Russia, which ruled parts of Ukraine for more than 300 years, presents the most apparent danger. Communist leader Zyuganov says Slavic Ukraine and Russia are part of an indivisible ethnic whole. Polls show Russia's elites and millions of ordinary citizens share this view. Since attaining independence in 1991, Ukraine has sparred with Russia over the Black Sea Fleet, the Crimea, disposal of nuclear weapons, membership in the Tashkent alliance (the fledgling Russian-led military bloc), and the Russian minority. Its dependence on Russian oil and energy makes it vulnerable to economic blackmail.
But while a newly re-integrationist Russia poses a menace to Ukraine, the US and financial institutions seem to realize that short-sighted, overly stringent lending polices would undermine Ukrainian independence, Kuchma's long-term reforms, and Ukraine's role as a pillar of stability. Though economic reform has lagged in Ukraine, Kuchma is committed to democracy and fruitful relations with the West, and a market system. While a recalcitrant parliament is dominated by a leftist coalition of Communists, Agrarians, and Socialists, they represent a smaller portion than their counterparts in Russia. And unlike Russia, ultranationalists hold a tiny handful of the 450 seats.
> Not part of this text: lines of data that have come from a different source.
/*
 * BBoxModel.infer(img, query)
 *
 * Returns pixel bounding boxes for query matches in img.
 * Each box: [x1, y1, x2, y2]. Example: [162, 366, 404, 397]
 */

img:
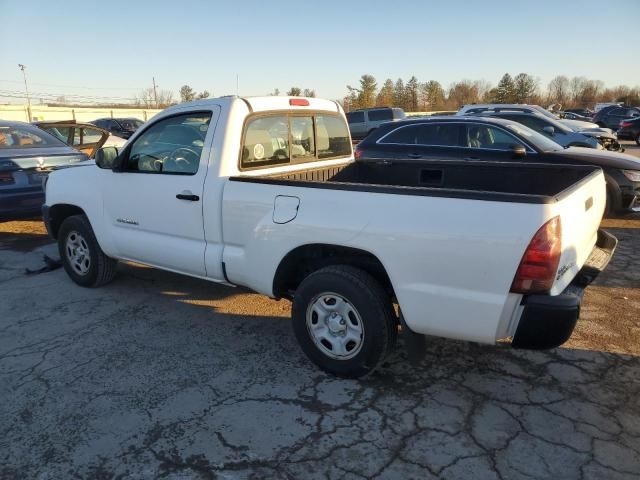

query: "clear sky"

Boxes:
[0, 0, 640, 102]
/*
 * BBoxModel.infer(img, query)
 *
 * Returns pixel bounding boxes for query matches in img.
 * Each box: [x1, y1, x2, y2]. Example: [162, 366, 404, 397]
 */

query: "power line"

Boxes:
[0, 79, 145, 90]
[0, 89, 135, 101]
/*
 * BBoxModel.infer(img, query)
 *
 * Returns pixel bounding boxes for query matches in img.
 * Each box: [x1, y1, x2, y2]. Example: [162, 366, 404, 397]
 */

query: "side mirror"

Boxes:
[95, 147, 118, 170]
[511, 144, 527, 158]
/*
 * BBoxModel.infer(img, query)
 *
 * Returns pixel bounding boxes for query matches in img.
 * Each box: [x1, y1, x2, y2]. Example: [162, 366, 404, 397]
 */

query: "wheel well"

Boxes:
[49, 203, 85, 239]
[273, 244, 395, 299]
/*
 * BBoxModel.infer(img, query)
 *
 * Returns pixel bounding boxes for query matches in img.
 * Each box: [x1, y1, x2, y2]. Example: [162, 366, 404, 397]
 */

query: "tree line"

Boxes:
[343, 72, 640, 112]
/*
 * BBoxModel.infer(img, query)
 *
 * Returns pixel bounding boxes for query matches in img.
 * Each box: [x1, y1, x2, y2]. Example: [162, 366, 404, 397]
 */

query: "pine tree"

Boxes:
[422, 80, 445, 110]
[513, 73, 537, 103]
[376, 78, 393, 107]
[393, 78, 407, 108]
[494, 73, 514, 103]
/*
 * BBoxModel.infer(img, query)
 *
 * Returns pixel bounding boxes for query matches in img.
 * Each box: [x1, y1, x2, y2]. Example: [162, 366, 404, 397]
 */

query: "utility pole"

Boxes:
[152, 77, 160, 108]
[18, 63, 33, 122]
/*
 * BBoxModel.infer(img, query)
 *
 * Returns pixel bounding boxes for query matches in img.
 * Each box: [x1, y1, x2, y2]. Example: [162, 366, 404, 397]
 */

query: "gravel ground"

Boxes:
[0, 142, 640, 479]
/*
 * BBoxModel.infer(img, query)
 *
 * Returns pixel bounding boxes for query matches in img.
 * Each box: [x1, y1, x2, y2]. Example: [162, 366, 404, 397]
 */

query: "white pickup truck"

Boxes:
[43, 97, 617, 377]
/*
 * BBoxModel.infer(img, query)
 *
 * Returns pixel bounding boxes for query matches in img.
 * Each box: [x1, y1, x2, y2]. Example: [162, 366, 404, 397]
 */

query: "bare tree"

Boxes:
[135, 87, 175, 108]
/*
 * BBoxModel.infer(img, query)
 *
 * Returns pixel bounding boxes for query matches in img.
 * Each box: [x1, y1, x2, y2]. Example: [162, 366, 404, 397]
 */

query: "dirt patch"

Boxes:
[0, 220, 53, 252]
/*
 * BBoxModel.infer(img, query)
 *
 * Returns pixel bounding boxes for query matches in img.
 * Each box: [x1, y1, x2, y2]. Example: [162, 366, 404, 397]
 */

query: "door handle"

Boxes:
[176, 193, 200, 202]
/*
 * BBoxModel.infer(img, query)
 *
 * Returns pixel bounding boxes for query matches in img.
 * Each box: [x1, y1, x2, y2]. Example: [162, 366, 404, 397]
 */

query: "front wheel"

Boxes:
[58, 215, 118, 287]
[292, 266, 397, 378]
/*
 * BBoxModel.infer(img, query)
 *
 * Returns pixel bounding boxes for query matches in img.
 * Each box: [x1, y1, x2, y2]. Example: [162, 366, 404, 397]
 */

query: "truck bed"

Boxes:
[230, 159, 600, 203]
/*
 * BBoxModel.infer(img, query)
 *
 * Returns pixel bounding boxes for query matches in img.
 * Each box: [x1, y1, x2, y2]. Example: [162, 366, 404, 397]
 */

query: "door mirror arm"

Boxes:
[511, 144, 527, 158]
[94, 147, 118, 170]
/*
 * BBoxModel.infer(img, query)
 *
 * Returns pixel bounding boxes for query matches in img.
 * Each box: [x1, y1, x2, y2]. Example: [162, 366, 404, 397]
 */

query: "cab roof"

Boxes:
[167, 95, 342, 112]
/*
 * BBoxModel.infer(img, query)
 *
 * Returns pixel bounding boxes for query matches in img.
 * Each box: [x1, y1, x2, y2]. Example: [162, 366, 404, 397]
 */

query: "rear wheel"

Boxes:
[58, 215, 118, 287]
[292, 266, 397, 378]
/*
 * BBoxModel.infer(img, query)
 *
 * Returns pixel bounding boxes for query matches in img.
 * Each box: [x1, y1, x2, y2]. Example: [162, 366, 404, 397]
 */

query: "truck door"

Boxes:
[102, 107, 219, 276]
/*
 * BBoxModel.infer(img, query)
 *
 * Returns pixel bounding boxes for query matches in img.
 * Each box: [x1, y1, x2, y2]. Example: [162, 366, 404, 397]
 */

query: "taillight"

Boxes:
[511, 217, 562, 293]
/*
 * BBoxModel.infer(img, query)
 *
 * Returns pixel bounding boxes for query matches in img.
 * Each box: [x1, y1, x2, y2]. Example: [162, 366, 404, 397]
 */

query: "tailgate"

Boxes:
[550, 171, 607, 295]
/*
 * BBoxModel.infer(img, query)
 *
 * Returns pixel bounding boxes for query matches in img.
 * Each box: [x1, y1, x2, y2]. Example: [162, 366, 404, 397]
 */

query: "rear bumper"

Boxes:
[0, 188, 44, 218]
[42, 205, 55, 239]
[511, 230, 618, 350]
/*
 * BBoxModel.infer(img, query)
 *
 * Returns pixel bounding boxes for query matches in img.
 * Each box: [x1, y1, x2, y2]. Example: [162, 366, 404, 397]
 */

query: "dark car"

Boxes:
[91, 118, 144, 139]
[470, 110, 598, 148]
[593, 105, 640, 130]
[33, 120, 110, 158]
[355, 116, 640, 212]
[618, 116, 640, 145]
[0, 120, 89, 219]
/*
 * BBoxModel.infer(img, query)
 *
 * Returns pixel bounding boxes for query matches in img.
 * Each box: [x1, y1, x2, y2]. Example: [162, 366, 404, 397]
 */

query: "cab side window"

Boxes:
[125, 112, 211, 175]
[240, 113, 352, 168]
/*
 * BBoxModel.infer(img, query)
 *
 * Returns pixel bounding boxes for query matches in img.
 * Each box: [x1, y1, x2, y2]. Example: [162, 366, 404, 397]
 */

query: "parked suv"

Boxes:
[472, 111, 624, 152]
[355, 116, 640, 213]
[618, 117, 640, 145]
[347, 107, 406, 139]
[456, 103, 596, 133]
[91, 118, 144, 139]
[593, 105, 640, 130]
[480, 110, 599, 148]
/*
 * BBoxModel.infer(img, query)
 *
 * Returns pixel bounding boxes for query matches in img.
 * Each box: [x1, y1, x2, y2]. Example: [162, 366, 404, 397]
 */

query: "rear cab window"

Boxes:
[240, 112, 352, 170]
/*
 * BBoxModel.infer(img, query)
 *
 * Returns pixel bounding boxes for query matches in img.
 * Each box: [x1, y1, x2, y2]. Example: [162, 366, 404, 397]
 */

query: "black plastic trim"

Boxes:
[229, 176, 557, 204]
[42, 205, 55, 238]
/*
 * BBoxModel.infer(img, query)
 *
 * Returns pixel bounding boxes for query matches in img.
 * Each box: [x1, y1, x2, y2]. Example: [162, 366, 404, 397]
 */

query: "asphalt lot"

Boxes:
[0, 141, 640, 479]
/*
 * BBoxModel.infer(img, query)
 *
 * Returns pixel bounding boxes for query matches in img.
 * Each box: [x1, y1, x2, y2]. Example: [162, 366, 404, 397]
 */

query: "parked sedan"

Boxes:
[0, 120, 88, 219]
[34, 120, 127, 158]
[480, 111, 624, 151]
[456, 103, 600, 133]
[557, 112, 591, 122]
[355, 116, 640, 213]
[593, 105, 640, 130]
[618, 116, 640, 145]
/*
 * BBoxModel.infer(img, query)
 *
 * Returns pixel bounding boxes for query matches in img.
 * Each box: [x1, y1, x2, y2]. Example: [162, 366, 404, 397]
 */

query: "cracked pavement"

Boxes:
[0, 206, 640, 479]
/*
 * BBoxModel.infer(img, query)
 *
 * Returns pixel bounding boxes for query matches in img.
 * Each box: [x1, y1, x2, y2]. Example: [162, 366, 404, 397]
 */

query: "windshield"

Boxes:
[506, 123, 564, 152]
[0, 124, 65, 149]
[118, 118, 142, 130]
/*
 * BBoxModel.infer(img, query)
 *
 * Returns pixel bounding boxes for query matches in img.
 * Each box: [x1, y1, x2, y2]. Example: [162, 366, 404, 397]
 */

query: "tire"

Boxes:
[291, 265, 398, 378]
[58, 215, 118, 287]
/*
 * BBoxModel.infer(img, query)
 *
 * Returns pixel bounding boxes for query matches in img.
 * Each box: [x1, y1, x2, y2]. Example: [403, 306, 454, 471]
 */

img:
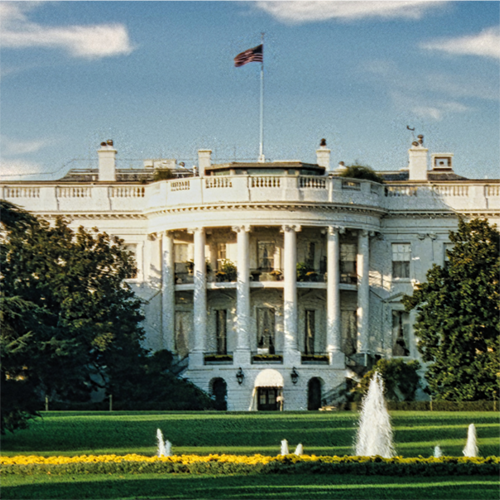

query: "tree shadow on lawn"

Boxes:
[0, 475, 500, 500]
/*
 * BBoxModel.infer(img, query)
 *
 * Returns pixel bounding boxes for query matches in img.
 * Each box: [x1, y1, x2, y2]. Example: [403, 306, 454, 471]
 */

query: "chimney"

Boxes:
[97, 140, 116, 182]
[198, 149, 212, 177]
[408, 135, 429, 181]
[316, 139, 331, 172]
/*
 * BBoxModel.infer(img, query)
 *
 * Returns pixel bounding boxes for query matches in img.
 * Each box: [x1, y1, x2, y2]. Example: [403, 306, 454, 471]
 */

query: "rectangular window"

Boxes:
[443, 243, 455, 266]
[340, 243, 357, 283]
[217, 243, 227, 271]
[215, 309, 227, 354]
[257, 307, 275, 354]
[392, 243, 411, 278]
[174, 243, 188, 263]
[304, 309, 316, 354]
[340, 311, 358, 356]
[257, 241, 275, 271]
[175, 311, 193, 359]
[392, 311, 410, 356]
[123, 244, 139, 279]
[306, 241, 316, 269]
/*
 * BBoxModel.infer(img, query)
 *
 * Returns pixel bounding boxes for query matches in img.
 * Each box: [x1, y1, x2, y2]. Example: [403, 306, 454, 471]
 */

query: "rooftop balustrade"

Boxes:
[0, 175, 500, 213]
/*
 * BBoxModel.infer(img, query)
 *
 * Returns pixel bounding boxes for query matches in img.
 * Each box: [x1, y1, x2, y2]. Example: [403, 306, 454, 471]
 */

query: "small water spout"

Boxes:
[156, 429, 168, 457]
[355, 372, 395, 458]
[280, 439, 290, 455]
[165, 439, 172, 457]
[463, 424, 479, 457]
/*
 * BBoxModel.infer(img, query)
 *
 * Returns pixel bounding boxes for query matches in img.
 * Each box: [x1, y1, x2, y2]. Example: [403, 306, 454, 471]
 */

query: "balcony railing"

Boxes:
[203, 352, 233, 365]
[252, 349, 283, 365]
[301, 352, 330, 365]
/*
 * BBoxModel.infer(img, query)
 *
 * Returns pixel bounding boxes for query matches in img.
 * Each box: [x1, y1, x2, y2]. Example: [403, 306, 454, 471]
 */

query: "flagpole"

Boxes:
[259, 33, 266, 162]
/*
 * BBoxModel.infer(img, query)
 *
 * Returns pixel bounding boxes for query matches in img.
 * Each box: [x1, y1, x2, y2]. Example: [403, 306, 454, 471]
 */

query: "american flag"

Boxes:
[234, 44, 264, 68]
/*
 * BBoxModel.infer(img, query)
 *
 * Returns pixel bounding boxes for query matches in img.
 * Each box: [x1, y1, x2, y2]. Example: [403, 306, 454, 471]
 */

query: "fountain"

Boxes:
[294, 443, 304, 457]
[165, 439, 172, 457]
[463, 424, 479, 457]
[355, 372, 395, 458]
[156, 429, 168, 457]
[280, 439, 290, 455]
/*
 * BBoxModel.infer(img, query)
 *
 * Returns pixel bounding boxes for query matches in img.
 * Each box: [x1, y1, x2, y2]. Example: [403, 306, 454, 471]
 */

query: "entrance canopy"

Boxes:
[255, 368, 283, 387]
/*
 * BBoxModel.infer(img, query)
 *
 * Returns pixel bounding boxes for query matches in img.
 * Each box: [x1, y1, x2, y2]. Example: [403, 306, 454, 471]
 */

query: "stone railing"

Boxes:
[0, 175, 500, 213]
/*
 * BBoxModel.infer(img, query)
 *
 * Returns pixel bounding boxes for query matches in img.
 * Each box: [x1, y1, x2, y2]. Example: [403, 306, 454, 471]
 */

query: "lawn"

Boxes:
[0, 412, 500, 500]
[0, 474, 500, 500]
[0, 412, 500, 457]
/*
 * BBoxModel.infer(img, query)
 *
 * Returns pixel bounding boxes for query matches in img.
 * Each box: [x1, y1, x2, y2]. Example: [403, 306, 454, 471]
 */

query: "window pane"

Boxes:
[174, 243, 188, 262]
[392, 261, 410, 278]
[392, 311, 410, 356]
[304, 310, 316, 354]
[215, 309, 227, 354]
[258, 241, 274, 271]
[341, 311, 358, 356]
[257, 307, 275, 354]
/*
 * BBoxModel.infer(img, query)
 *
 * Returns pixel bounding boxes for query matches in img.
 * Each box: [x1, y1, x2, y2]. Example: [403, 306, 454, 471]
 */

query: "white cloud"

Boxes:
[0, 157, 43, 180]
[391, 91, 472, 121]
[0, 0, 133, 59]
[0, 135, 52, 157]
[248, 0, 454, 23]
[421, 26, 500, 59]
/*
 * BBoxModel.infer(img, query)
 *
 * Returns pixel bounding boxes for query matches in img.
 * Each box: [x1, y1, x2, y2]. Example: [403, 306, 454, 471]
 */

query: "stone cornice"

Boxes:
[144, 202, 387, 217]
[34, 212, 148, 220]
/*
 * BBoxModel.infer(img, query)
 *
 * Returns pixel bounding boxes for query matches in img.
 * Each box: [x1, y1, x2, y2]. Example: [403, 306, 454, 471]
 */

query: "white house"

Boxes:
[4, 136, 500, 410]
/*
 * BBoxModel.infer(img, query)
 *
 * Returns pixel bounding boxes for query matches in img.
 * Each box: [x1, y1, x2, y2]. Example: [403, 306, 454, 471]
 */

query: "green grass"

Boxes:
[0, 475, 500, 500]
[0, 412, 500, 457]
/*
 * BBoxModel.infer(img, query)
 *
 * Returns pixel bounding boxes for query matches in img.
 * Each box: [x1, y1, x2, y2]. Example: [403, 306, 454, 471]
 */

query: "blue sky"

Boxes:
[0, 0, 500, 179]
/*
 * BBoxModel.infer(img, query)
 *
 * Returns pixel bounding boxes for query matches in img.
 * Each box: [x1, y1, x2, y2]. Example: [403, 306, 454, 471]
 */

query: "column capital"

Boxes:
[231, 224, 252, 233]
[281, 224, 302, 233]
[327, 226, 345, 235]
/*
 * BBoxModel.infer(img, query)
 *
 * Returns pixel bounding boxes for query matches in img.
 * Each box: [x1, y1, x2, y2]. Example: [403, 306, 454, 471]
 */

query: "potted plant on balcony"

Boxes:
[215, 259, 236, 281]
[297, 262, 314, 281]
[269, 269, 283, 281]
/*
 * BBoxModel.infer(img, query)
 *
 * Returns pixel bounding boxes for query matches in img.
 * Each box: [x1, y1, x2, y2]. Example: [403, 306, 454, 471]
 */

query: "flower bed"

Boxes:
[0, 455, 500, 476]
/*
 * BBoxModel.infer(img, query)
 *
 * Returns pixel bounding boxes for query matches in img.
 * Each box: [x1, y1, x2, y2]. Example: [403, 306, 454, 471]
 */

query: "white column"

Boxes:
[357, 231, 370, 354]
[189, 228, 207, 368]
[233, 226, 250, 366]
[283, 226, 300, 365]
[326, 226, 345, 366]
[161, 231, 175, 351]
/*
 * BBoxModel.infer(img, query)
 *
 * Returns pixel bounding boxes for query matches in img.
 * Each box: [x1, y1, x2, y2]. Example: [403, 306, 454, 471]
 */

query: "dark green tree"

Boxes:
[0, 202, 212, 433]
[403, 219, 500, 401]
[340, 165, 384, 184]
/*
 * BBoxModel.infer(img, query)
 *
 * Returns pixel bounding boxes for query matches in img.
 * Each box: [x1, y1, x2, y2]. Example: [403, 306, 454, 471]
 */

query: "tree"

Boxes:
[0, 202, 211, 433]
[403, 219, 500, 401]
[340, 165, 384, 184]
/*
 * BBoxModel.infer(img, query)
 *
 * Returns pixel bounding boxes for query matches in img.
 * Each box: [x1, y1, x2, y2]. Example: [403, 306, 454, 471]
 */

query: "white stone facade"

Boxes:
[4, 139, 500, 410]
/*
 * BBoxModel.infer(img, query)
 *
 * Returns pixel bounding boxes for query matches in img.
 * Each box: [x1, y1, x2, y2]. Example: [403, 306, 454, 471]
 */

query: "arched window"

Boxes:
[210, 378, 227, 410]
[307, 377, 322, 410]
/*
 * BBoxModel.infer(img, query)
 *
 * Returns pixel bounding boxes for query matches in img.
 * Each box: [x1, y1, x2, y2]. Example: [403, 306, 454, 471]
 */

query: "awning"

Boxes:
[254, 368, 283, 387]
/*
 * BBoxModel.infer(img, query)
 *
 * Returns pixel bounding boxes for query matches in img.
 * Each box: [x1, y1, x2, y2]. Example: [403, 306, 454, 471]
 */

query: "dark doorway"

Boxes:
[212, 378, 227, 410]
[257, 387, 278, 411]
[307, 377, 322, 410]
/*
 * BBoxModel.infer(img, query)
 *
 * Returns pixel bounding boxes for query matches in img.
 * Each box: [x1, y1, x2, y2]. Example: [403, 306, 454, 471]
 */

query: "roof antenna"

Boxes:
[406, 125, 415, 142]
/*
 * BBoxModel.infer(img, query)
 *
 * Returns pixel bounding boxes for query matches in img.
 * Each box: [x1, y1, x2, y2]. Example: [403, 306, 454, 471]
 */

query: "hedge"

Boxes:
[0, 455, 500, 476]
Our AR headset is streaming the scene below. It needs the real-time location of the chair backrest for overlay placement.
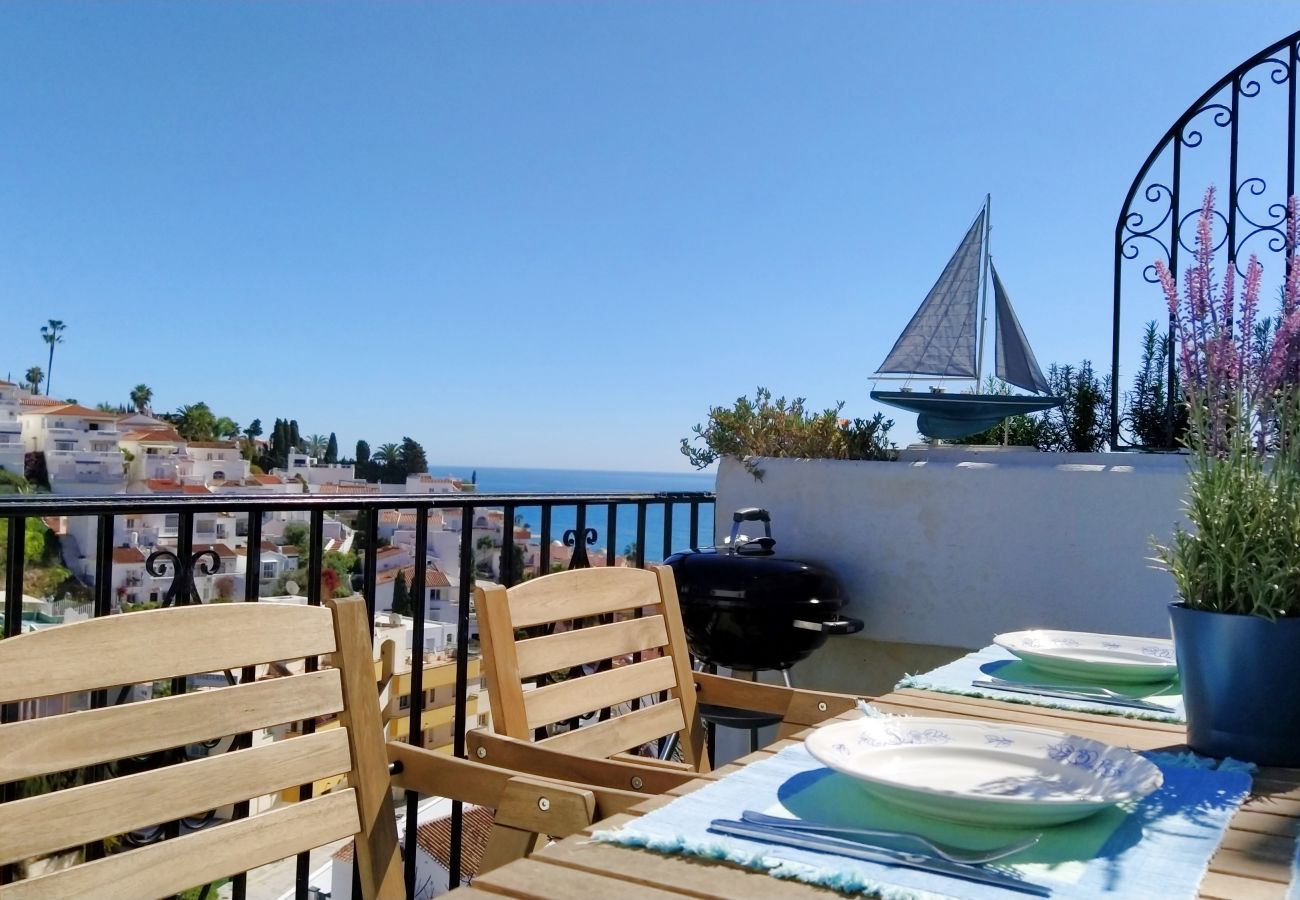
[475,566,707,770]
[0,597,404,900]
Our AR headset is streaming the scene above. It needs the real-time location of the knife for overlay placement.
[971,678,1177,715]
[709,819,1052,897]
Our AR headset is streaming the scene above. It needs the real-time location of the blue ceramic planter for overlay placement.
[1169,603,1300,766]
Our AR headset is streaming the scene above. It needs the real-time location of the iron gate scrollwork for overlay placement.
[1110,31,1300,447]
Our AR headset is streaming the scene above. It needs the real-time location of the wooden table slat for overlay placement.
[534,838,842,900]
[458,689,1300,900]
[1201,871,1287,900]
[475,854,681,900]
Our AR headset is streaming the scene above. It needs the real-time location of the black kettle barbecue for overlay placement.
[664,507,862,671]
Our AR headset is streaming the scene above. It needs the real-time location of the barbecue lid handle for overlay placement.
[727,506,776,555]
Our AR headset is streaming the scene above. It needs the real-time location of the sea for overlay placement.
[429,463,715,562]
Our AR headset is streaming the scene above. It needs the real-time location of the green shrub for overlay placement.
[681,388,894,480]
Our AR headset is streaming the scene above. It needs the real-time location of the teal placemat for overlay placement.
[896,644,1187,724]
[594,745,1251,900]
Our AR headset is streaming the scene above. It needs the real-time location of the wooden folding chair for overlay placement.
[469,566,857,792]
[0,597,645,900]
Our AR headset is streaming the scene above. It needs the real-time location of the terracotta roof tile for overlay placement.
[122,428,185,443]
[333,806,494,878]
[29,402,117,421]
[415,806,493,878]
[113,546,144,566]
[194,544,235,559]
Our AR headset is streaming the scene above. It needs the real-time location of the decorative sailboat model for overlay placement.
[871,198,1063,440]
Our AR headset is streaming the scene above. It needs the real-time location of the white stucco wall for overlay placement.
[716,449,1187,650]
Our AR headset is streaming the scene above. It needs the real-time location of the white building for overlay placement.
[0,381,25,475]
[189,441,252,484]
[118,420,191,484]
[18,403,126,494]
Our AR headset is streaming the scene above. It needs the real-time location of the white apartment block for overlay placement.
[118,421,192,484]
[187,441,252,484]
[0,381,25,475]
[18,403,126,494]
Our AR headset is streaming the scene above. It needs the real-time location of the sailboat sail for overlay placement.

Punishing Ukraine by using a purely economic calculus, while funneling aid to a retrogressive, neoimperial Russia simply because it has tighter budget controls, is strategically counterproductive.
In this geopolitical context, the Clinton administration's commitment to Ukrainian statehood is prudent. Writing in The New York Times, Deputy Secretary of State Strobe Talbott signaled an important policy shift. He said the US would not abide a forced reintegration of the Soviet Union and opposes Russia's "coercion and intimidation of neighboring states." British Foreign Secretary Malcolm Rifkin says Ukrainian independence is vital to peace and stability in Europe. Clinton and congressional leaders such as Newt Gingrich and Bob Dole have indicated an understanding that Ukraine is a crucial buffer separating Eastern Europe from a former oppressor that may rekindle its hegemonist proclivities.